During an interview on 05/13/19 at 4:30 PM, Staff B, Quality Director, stated that she attributed some of the bed alarm failures to patients moving from the bed to a chair and a staff members failure to plug and unplug the correct pad into the alarm box on the bed alarms.
During an interview on 05/14/19 at 9:30 AM, Staff D, Medical Surgical Unit Manager, stated that staff should check that the alarm is properly working wherever the patient is located before leaving the room.
During an interview on 05/13/19 at 3:45 PM Staff B, Quality Director, and Staff D, Medical Surgical Unit Manager, stated that they have not conducted observations of night shift lunch break handoffs or usage of fall precaution items. Staff D, stated that the charge nurse should be rounding on high fall risk patients and they now have a safety rounder to help with patients identified as a high fall risk. Staff D, stated that if the patient's nurse doesn't properly identify the patient as a high fall risk these precautions would not help prevent a fall.
During an interview on 05/14/19 at 1:30 PM, Staff W, RN, stated that she is a dayshift charge nurse and the charge nurses do not assign themselves to care for individual patients. She stated they assign each nurse a "lunch buddy" to ensure everyone knows who will be covering their lunch. Staff W, RN, stated that unless a pager goes off or a bed alarm sounds the lunch buddy would not likely make patient contact with those patients. Staff W, RN, stated they do not give a formal handoff during lunch breaks and only give details about potential immediate needs or if someone is a safety concern. Staff W, RN, stated that staffing isn't a concern and they could call the house supervisor or a float pool nurse or even page the manager if necessary for help on the unit during the day or night shift.

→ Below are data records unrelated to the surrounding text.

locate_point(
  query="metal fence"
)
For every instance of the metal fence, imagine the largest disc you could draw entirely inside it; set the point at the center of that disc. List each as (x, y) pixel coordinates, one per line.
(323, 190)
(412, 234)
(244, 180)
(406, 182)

During an interview on 05/14/19 at 2:15 PM, Staff X, RN, stated she was a resource nurse and is on the unit during the day from about 1:00 PM until 9:30 PM. Staff X, RN, stated there is not a resource nurse after 9:30 PM. Staff X, RN, stated that she does help with a lot of the new patient admissions, so she knows about many of the patients on the unit even though the primary nurses don't give much patient information on all their patients when they go to lunch.
During an interview on 05/14/19 at 2:30 PM, Staff Y, RN, stated that if the bed alarms green light is on we assume that it is working properly. Staff Y, RN, stated that nursing staff does not have the patient move in the bed or stand up to make sure the alarm sounds to verify that it is working properly.